Marcolino Moco defende pacto de transição para evitar agravamento da crise política em Angola

 "O antigo Primeiro-Ministro angolano, Marcolino Moco, defendeu a criação de um pacto de transição nacional para ultrapassar os actuais bloqueios políticos e institucionais, alertando para o risco de agravamento da crise caso não sejam encontradas soluções de consenso antes das eleições gerais de 2027."

O antigo Primeiro-Ministro angolano e ex-Secretário-Geral do MPLA, Marcolino Moco, voltou a defender a implementação de um pacto de transição nacional como solução para ultrapassar os actuais desafios políticos e institucionais que, na sua perspectiva, comprometem o aprofundamento da democracia e o desenvolvimento do País.

Numa reflexão tornada pública na sua página oficial, Moco considera que o debate político nacional tem estado excessivamente concentrado em figuras e acontecimentos circunstanciais, relegando para segundo plano os problemas estruturais que, segundo afirma, continuam a limitar o progresso de Angola.

Entre as principais propostas apresentadas, o antigo governante defende que, antes da realização das eleições gerais previstas para 2027, o Executivo liderado pelo MPLA assuma o compromisso de desmantelar aquilo que descreve como um sistema de bloqueios políticos, legais, administrativos, securitários e comunicacionais que, no seu entendimento, dificulta a efectiva alternância democrática e prejudica o funcionamento equilibrado das instituições do Estado.

Marcolino Moco propõe igualmente a celebração de um entendimento entre todas as forças políticas legalmente reconhecidas, com vista à abertura de uma nova etapa da vida nacional, independentemente dos resultados eleitorais que vierem a ser alcançados. Neste âmbito, defende a necessidade de promover um processo de reconciliação nacional que permita ultrapassar divergências e irregularidades políticas, económicas e sociais acumuladas ao longo dos anos, particularmente após o fim do conflito armado.
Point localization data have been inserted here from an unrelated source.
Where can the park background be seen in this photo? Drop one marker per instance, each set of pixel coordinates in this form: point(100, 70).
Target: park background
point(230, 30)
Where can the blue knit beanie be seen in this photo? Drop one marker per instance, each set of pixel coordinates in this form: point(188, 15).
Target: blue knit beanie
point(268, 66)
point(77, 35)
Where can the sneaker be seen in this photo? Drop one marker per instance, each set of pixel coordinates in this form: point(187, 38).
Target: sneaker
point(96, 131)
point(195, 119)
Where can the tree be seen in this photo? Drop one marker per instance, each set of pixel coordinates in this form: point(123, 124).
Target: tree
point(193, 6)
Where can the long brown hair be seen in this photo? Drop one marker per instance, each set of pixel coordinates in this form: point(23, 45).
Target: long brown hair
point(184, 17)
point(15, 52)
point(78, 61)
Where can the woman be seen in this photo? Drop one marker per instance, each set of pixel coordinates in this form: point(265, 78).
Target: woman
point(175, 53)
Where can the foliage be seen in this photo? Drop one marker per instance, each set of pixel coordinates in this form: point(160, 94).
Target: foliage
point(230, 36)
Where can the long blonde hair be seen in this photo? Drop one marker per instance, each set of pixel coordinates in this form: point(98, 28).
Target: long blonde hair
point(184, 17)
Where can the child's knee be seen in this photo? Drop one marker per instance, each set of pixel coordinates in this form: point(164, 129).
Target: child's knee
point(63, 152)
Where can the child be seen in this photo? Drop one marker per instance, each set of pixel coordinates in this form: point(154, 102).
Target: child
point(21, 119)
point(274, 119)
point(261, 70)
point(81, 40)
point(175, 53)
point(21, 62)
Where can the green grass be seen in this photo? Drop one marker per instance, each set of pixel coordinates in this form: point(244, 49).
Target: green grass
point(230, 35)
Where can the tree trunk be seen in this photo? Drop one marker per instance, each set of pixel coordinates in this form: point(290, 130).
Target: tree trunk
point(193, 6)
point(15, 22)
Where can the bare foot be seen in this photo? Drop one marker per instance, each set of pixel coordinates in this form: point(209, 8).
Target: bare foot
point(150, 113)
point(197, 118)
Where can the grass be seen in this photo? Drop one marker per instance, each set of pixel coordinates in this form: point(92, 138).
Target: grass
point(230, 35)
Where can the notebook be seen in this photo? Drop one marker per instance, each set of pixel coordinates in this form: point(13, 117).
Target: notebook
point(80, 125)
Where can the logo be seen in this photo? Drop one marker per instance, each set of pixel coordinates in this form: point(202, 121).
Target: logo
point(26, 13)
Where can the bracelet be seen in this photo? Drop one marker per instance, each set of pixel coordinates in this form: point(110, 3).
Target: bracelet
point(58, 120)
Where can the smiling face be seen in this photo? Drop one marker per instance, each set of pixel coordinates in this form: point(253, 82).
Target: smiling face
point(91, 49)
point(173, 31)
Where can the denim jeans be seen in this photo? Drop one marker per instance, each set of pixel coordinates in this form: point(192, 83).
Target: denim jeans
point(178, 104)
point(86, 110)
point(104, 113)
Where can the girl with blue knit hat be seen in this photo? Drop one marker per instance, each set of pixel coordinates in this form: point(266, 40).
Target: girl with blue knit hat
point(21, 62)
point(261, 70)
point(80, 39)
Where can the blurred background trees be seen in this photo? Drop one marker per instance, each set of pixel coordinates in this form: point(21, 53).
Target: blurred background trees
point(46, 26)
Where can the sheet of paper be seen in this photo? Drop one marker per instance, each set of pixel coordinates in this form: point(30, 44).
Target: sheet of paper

Outro dos pontos centrais da proposta passa pela realização de uma revisão profunda da Constituição da República de Angola após as eleições de 2027. Na sua análise, a Constituição de 2010 esteve na base de várias distorções institucionais verificadas nas últimas décadas. Contudo, entende que uma alteração constitucional antes do próximo ciclo eleitoral poderá gerar instabilidade política, razão pela qual considera mais prudente que esse processo seja conduzido numa fase posterior.

O antigo Primeiro-Ministro defende ainda que qualquer acordo alcançado no âmbito deste pacto seja formalizado através da Assembleia Nacional e acompanhado por instituições reconhecidas pela sua credibilidade e influência social, incluindo igrejas, organizações da sociedade civil e organismos internacionais dos quais Angola é membro, nomeadamente a Comunidade de Desenvolvimento da África Austral (SADC), a União Africana (UA) e a Organização das Nações Unidas (ONU).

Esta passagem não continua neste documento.